Add source <path_to_HLM-Pred>/pingpong-simulation/devel/setup.bash to the end of bashrc

To launch the table tennis environment, run:

roslaunch pingpang_gazebo pingpang_AI.launch

Then, run the prediction script in <path_to_HLM-Pred>/scripts

Single frame prediction:

cd <path_to_HLM-Pred>/scripts/
python main.py --train_condition=real_time_play -fd 4 --num_cells=2 -wd=0.00003 -sl=14 --keep_prob=0.75

Multiple frame prediction:

python main.py --train_condition=real_time_play -fd=4 --num_cells=2 -wd=0.00003 -sl=14 --keep_prob=0.75 -md

These are just example usages, modify the arguments according to your own needs.

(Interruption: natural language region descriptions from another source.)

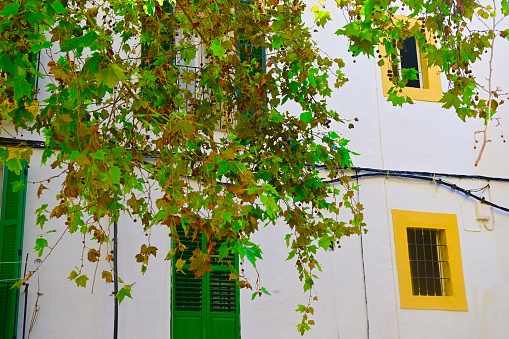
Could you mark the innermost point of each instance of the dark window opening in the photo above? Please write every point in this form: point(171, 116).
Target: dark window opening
point(428, 260)
point(409, 55)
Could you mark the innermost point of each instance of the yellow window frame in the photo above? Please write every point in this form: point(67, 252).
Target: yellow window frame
point(447, 224)
point(432, 91)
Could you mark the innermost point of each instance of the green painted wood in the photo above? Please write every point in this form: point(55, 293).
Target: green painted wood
point(11, 241)
point(206, 308)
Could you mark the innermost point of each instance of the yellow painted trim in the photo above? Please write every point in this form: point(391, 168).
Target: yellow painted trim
point(432, 82)
point(456, 299)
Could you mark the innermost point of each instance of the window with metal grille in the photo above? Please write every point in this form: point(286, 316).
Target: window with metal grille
point(428, 261)
point(428, 264)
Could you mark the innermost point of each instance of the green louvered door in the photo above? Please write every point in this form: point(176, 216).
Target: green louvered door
point(11, 240)
point(206, 308)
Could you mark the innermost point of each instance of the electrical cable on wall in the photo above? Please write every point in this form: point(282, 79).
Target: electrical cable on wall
point(436, 178)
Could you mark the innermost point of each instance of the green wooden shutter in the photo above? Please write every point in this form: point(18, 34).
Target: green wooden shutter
point(206, 308)
point(11, 240)
point(188, 314)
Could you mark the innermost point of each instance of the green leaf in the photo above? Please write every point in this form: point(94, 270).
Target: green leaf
point(58, 7)
point(306, 117)
point(80, 42)
point(125, 291)
point(217, 48)
point(40, 245)
point(115, 174)
point(110, 76)
point(73, 275)
point(81, 281)
point(9, 9)
point(325, 242)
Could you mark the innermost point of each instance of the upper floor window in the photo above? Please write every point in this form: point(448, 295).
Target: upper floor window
point(425, 84)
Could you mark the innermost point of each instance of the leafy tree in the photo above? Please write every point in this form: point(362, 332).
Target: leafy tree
point(129, 110)
point(125, 114)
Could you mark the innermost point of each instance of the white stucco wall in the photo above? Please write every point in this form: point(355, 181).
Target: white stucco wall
point(358, 291)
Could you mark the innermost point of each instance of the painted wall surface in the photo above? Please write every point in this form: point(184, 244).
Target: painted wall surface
point(358, 290)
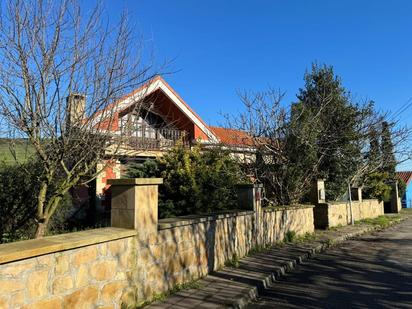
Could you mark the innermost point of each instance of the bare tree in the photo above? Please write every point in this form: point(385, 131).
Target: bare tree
point(288, 152)
point(61, 73)
point(268, 123)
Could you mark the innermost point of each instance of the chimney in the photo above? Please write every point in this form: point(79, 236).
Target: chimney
point(76, 106)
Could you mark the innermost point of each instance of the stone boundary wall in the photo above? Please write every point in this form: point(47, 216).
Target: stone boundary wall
point(87, 269)
point(334, 214)
point(104, 268)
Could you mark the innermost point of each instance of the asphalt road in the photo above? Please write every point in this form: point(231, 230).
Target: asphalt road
point(374, 271)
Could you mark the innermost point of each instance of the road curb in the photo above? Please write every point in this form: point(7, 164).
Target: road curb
point(290, 265)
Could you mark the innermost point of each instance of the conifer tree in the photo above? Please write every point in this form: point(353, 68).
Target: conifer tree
point(387, 149)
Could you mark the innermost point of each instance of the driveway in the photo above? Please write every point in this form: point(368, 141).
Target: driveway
point(373, 271)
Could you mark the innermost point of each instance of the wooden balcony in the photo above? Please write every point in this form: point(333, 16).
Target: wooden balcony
point(156, 139)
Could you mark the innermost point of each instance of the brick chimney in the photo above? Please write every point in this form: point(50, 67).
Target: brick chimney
point(76, 106)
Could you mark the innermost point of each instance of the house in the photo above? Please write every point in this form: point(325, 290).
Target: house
point(406, 177)
point(164, 119)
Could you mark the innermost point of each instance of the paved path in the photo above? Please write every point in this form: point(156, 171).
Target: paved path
point(374, 271)
point(356, 274)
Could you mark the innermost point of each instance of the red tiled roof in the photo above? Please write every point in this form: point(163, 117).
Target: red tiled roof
point(406, 176)
point(233, 137)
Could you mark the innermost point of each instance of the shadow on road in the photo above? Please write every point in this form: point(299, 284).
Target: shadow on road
point(371, 272)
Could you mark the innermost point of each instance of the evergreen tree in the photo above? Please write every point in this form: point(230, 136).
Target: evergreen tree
point(388, 157)
point(374, 153)
point(336, 135)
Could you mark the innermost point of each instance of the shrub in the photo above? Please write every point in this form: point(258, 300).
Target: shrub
point(18, 197)
point(17, 201)
point(195, 181)
point(290, 236)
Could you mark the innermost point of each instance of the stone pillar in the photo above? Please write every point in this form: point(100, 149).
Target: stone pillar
point(249, 197)
point(318, 193)
point(134, 204)
point(396, 204)
point(356, 194)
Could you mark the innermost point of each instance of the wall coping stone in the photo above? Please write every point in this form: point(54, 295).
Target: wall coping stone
point(194, 219)
point(353, 202)
point(135, 181)
point(286, 207)
point(25, 249)
point(249, 185)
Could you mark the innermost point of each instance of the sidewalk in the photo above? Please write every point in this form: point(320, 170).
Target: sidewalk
point(236, 287)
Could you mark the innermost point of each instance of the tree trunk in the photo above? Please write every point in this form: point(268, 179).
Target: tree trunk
point(41, 229)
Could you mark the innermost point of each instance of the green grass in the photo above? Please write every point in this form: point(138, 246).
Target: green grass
point(381, 221)
point(162, 296)
point(23, 149)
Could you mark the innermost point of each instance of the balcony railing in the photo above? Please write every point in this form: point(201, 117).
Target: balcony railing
point(155, 139)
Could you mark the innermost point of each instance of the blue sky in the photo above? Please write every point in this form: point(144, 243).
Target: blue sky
point(219, 47)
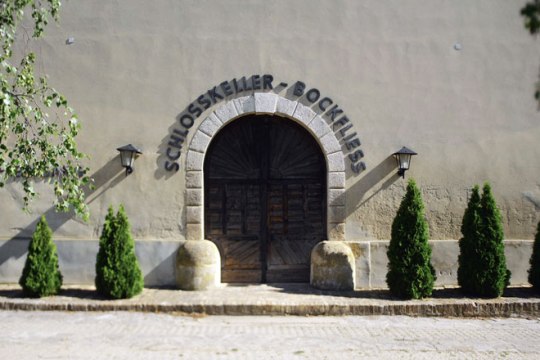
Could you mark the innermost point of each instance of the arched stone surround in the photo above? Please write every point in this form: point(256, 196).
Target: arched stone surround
point(265, 103)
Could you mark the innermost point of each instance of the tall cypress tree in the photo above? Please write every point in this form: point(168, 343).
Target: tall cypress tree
point(534, 271)
point(41, 274)
point(410, 273)
point(118, 274)
point(484, 271)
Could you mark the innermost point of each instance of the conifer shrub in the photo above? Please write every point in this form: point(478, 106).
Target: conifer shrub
point(482, 264)
point(410, 273)
point(41, 274)
point(534, 270)
point(118, 274)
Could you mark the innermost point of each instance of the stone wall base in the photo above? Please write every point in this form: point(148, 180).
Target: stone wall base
point(371, 262)
point(158, 260)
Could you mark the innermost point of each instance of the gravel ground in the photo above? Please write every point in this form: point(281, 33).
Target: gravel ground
point(134, 335)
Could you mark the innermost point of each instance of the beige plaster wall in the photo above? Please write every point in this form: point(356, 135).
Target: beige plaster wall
point(135, 65)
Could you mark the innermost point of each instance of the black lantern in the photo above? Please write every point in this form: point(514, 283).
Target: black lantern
point(403, 158)
point(128, 153)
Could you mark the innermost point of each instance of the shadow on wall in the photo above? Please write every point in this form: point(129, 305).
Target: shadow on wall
point(371, 184)
point(110, 175)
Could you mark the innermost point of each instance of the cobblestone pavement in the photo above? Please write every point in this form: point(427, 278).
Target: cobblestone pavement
point(280, 299)
point(133, 335)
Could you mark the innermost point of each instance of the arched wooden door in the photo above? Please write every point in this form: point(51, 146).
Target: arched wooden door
point(265, 199)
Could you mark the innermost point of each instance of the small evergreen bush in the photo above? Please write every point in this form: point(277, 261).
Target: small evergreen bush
point(118, 275)
point(41, 275)
point(534, 271)
point(410, 273)
point(482, 264)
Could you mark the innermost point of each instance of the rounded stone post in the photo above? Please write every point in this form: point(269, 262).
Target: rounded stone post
point(198, 265)
point(332, 266)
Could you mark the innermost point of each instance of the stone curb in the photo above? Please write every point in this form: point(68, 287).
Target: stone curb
point(465, 309)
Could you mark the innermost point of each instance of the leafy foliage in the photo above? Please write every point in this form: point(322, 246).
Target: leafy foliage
point(410, 273)
point(482, 263)
point(41, 275)
point(118, 275)
point(534, 271)
point(531, 13)
point(37, 126)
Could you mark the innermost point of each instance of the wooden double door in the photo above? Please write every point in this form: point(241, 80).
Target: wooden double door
point(265, 199)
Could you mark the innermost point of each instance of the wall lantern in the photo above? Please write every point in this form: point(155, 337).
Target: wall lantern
point(128, 153)
point(403, 159)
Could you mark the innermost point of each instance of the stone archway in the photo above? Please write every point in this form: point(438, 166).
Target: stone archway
point(265, 103)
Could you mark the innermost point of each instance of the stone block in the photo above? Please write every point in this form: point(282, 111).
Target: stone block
point(444, 258)
point(285, 106)
point(319, 127)
point(245, 104)
point(194, 214)
point(332, 266)
point(194, 197)
point(265, 103)
point(198, 265)
point(304, 114)
point(199, 142)
point(194, 232)
point(362, 263)
point(336, 180)
point(330, 144)
point(194, 161)
point(336, 231)
point(194, 179)
point(336, 197)
point(336, 214)
point(336, 163)
point(226, 112)
point(210, 125)
point(518, 254)
point(379, 264)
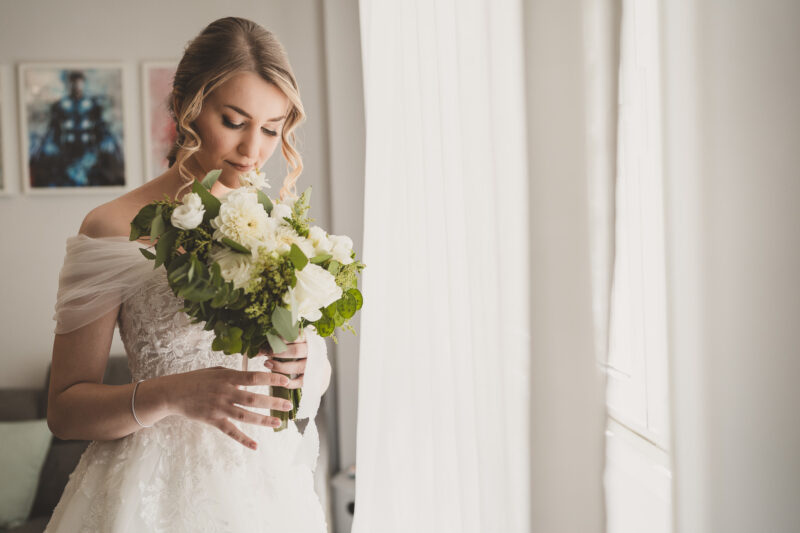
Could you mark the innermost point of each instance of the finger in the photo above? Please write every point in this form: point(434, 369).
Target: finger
point(227, 427)
point(251, 378)
point(249, 417)
point(296, 383)
point(261, 401)
point(293, 351)
point(295, 366)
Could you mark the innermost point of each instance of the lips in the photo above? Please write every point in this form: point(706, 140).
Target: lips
point(240, 168)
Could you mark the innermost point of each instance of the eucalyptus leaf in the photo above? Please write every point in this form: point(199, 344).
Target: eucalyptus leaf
point(264, 200)
point(275, 343)
point(325, 326)
point(282, 322)
point(357, 295)
point(346, 305)
point(148, 254)
point(211, 178)
point(320, 258)
point(235, 246)
point(210, 202)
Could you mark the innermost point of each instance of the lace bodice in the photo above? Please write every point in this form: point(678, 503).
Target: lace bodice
point(181, 474)
point(161, 340)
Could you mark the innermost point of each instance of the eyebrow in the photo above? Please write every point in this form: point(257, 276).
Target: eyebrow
point(242, 112)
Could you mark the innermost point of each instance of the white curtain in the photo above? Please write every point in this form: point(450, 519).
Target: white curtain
point(731, 79)
point(442, 441)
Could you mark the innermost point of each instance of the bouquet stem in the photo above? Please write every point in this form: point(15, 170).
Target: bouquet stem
point(292, 395)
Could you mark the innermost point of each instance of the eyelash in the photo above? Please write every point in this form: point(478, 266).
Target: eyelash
point(233, 126)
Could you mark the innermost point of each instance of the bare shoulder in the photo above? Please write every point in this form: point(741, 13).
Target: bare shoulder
point(114, 218)
point(106, 220)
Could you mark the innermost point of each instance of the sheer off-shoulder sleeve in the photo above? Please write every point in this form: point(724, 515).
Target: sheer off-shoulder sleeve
point(98, 274)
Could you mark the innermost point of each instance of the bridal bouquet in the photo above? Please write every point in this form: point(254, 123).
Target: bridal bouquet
point(251, 268)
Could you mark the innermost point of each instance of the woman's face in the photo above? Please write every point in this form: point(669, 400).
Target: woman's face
point(239, 126)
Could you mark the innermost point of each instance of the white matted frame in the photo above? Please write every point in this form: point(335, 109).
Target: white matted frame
point(159, 128)
point(73, 128)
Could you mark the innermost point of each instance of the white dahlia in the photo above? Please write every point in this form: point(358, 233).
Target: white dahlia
point(242, 219)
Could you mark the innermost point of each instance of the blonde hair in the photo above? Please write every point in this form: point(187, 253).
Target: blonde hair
point(226, 47)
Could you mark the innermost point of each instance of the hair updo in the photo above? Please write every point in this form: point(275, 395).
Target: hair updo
point(226, 47)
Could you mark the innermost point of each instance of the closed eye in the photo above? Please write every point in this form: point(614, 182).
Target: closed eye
point(232, 125)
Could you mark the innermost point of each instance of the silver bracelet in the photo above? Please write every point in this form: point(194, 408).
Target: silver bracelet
point(133, 411)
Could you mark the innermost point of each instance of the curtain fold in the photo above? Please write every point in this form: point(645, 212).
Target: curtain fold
point(442, 422)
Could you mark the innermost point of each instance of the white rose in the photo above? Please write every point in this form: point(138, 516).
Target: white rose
point(189, 215)
point(318, 237)
point(234, 267)
point(342, 247)
point(283, 237)
point(316, 288)
point(279, 211)
point(242, 219)
point(255, 179)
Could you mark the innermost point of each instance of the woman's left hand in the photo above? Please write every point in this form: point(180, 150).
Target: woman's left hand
point(291, 363)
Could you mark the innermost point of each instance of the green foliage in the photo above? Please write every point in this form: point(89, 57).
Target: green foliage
point(300, 220)
point(264, 200)
point(211, 178)
point(210, 202)
point(235, 246)
point(254, 317)
point(347, 275)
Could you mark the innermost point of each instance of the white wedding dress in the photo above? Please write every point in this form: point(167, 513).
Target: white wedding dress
point(181, 474)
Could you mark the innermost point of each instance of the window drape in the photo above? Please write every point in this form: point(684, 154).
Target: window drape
point(442, 424)
point(488, 237)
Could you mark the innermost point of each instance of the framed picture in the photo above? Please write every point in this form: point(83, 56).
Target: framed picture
point(72, 127)
point(159, 128)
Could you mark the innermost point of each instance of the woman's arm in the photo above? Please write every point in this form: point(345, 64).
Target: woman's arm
point(79, 406)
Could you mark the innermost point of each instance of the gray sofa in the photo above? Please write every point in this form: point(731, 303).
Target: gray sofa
point(28, 404)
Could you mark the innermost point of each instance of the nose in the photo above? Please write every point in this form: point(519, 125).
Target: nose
point(250, 144)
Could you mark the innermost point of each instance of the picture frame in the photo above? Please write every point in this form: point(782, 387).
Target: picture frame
point(72, 128)
point(159, 128)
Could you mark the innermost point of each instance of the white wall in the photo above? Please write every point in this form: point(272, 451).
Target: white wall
point(33, 229)
point(731, 86)
point(347, 151)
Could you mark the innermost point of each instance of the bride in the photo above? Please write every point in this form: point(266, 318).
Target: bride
point(190, 445)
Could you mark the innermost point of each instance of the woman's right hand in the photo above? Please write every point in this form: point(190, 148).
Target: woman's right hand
point(211, 395)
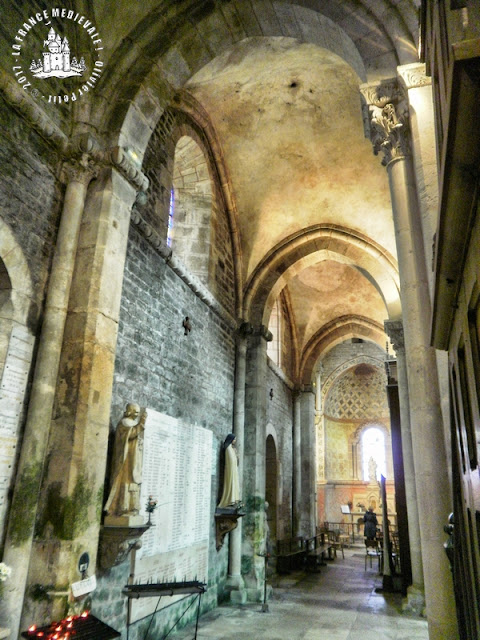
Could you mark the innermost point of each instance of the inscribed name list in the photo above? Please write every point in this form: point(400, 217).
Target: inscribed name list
point(177, 460)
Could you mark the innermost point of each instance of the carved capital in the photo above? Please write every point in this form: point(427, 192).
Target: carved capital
point(245, 329)
point(117, 542)
point(387, 119)
point(80, 169)
point(394, 330)
point(263, 332)
point(413, 75)
point(120, 159)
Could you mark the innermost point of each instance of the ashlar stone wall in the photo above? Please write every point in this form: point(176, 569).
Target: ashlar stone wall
point(188, 375)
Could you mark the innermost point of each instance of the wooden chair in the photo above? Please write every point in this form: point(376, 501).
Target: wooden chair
point(335, 542)
point(373, 550)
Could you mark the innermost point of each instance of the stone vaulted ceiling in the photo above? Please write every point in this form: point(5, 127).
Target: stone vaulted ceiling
point(279, 84)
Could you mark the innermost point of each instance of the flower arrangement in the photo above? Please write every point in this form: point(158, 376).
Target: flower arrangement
point(5, 571)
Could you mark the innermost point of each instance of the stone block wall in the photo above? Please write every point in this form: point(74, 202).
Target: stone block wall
point(202, 222)
point(30, 196)
point(185, 376)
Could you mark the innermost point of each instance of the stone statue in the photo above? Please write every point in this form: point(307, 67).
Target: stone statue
point(124, 498)
point(231, 486)
point(372, 470)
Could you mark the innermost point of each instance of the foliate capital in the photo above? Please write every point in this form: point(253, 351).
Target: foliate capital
point(413, 76)
point(387, 121)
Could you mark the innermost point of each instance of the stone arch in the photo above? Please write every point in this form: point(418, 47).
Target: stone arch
point(395, 43)
point(355, 443)
point(192, 123)
point(323, 241)
point(334, 333)
point(191, 207)
point(16, 279)
point(348, 364)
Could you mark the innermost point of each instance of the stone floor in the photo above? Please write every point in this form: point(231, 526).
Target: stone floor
point(339, 603)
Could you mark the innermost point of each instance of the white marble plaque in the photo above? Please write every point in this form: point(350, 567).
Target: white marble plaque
point(177, 460)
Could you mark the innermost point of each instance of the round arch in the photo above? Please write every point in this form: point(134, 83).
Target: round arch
point(323, 241)
point(334, 333)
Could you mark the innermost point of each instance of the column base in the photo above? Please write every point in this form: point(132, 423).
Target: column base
point(239, 596)
point(414, 603)
point(236, 586)
point(257, 595)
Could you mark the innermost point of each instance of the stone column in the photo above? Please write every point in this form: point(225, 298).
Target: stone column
point(235, 583)
point(254, 462)
point(296, 464)
point(23, 510)
point(416, 592)
point(307, 501)
point(389, 131)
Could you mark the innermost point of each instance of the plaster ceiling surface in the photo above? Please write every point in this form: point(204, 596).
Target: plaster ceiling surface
point(289, 119)
point(328, 290)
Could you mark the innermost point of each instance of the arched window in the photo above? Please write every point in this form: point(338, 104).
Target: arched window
point(191, 207)
point(274, 348)
point(373, 449)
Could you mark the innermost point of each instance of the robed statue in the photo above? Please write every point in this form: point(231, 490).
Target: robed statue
point(124, 497)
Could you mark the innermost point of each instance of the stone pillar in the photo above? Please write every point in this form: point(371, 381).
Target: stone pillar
point(235, 583)
point(253, 565)
point(296, 464)
point(308, 506)
point(389, 119)
point(416, 592)
point(71, 501)
point(23, 510)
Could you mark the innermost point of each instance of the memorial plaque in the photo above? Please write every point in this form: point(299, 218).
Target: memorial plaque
point(177, 460)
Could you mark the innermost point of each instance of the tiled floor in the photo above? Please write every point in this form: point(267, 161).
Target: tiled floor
point(340, 603)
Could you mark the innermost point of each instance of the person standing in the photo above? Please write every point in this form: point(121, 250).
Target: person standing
point(371, 523)
point(231, 484)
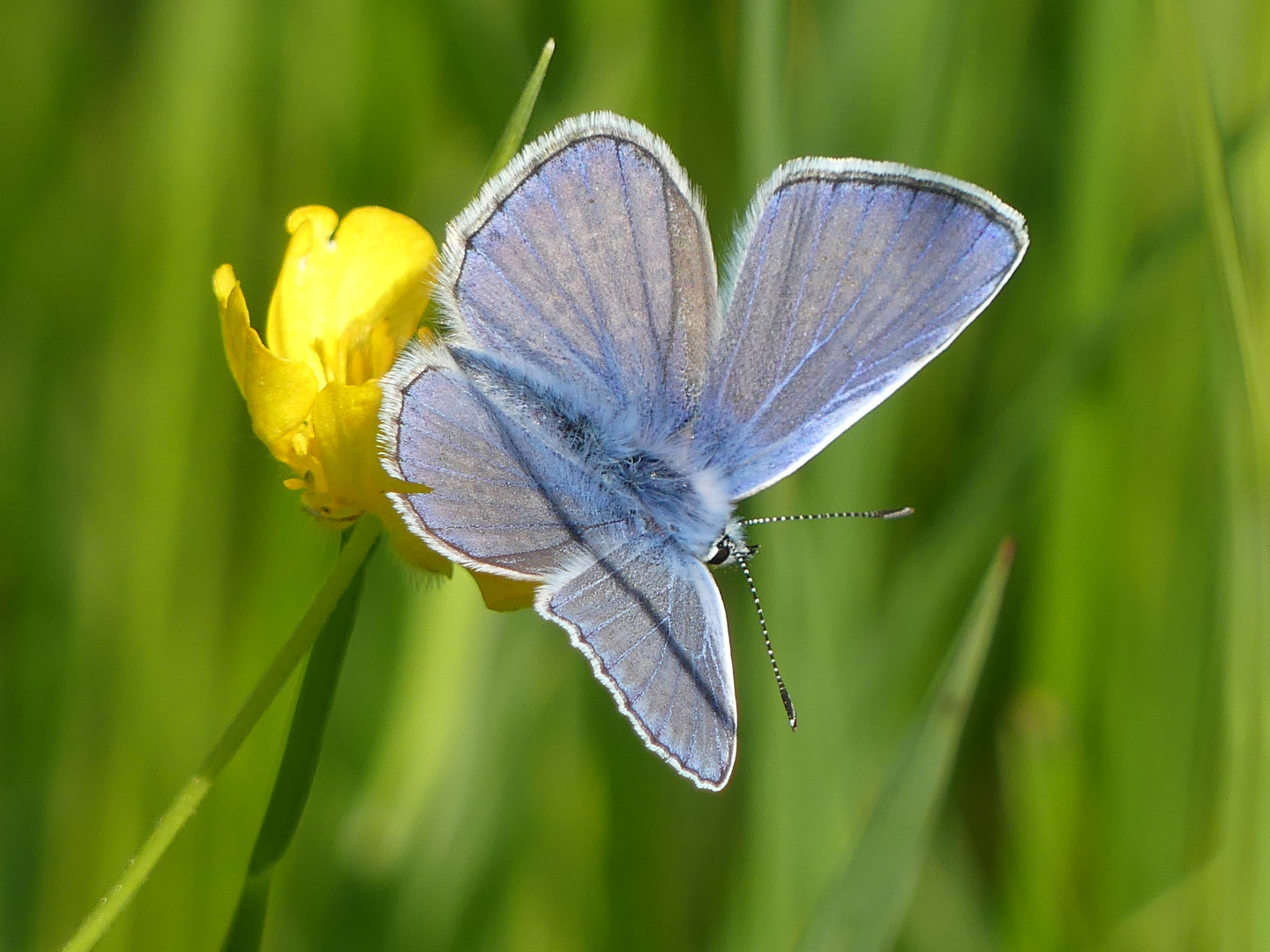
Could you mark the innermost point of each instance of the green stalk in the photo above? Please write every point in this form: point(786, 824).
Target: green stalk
point(299, 766)
point(1246, 883)
point(351, 560)
point(513, 133)
point(863, 905)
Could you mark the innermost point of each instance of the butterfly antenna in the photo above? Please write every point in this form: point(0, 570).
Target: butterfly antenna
point(870, 514)
point(771, 655)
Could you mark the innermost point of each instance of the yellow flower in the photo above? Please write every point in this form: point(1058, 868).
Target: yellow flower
point(347, 301)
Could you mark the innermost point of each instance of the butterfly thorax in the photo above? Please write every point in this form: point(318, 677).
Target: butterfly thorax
point(649, 475)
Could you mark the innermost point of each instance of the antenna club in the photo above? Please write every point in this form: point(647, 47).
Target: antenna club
point(869, 514)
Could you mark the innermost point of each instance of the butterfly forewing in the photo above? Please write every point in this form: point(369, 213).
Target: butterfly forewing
point(589, 260)
point(852, 277)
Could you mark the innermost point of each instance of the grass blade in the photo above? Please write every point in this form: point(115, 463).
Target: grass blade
point(1247, 802)
point(513, 133)
point(863, 905)
point(296, 772)
point(347, 568)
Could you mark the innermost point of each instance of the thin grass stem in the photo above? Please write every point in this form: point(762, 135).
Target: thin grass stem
point(351, 560)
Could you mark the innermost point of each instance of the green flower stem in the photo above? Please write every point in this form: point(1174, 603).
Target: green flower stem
point(513, 133)
point(347, 568)
point(296, 772)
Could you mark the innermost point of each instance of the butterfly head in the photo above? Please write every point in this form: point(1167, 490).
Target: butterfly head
point(730, 547)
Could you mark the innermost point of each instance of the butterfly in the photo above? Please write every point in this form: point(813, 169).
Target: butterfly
point(597, 405)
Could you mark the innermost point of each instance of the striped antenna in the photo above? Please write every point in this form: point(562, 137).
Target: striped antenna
point(771, 655)
point(870, 514)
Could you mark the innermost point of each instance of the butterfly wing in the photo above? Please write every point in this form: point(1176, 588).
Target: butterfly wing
point(850, 277)
point(505, 499)
point(502, 498)
point(649, 619)
point(588, 259)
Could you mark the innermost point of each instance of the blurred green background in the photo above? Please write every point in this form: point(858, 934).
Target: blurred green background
point(478, 790)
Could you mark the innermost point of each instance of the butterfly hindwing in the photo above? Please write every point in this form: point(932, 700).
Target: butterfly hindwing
point(502, 499)
point(649, 619)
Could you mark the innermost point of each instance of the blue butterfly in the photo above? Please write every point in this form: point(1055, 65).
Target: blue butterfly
point(598, 405)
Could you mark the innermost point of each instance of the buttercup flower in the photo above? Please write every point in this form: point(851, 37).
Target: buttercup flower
point(347, 301)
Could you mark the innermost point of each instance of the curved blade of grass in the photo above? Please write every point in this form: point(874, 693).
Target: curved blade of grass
point(513, 133)
point(347, 568)
point(1246, 883)
point(297, 768)
point(863, 905)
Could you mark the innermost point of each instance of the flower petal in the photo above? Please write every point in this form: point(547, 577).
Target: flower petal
point(504, 594)
point(346, 423)
point(347, 303)
point(279, 392)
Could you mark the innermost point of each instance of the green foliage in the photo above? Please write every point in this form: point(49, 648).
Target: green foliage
point(476, 788)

After this, make UR robot play table tennis by running:

cd <path_to_HLM-Pred>/pingpong-simulation/src/pingpang_control/scripts
python play_table_tennis.py

Optional arguments to pass in when run main.py

usage: main.py [-h]
               [--train_condition {toy_test,coordinate_input,center_pixel_input,real_time_play,multiframe_pred}]
               [--train_dir TRAIN_DIR] [--restore_training]
               [--restore_step RESTORE_STEP] [--test] [--rnn_cell {lstm,gru}]
               [--num_cells NUM_CELLS] [--num_mixtures NUM_MIXTURES]
               [--seq_length SEQ_LENGTH] [--gaussian_dim GAUSSIAN_DIM]
               [--features_dim FEATURES_DIM] [--weight_decay WEIGHT_DECAY]
               [--learning_rate LEARNING_RATE] [--batch_size BATCH_SIZE]
               [--num_epochs NUM_EPOCHS] [--keep_prob KEEP_PROB]
               [--grad_clip GRAD_CLIP] [--random_seed RANDOM_SEED]
               [--ckpt_interval CKPT_INTERVAL]
               [--predicted_step PREDICTED_STEP]
               [--pred_frames_num PRED_FRAMES_NUM] [--multi_pred]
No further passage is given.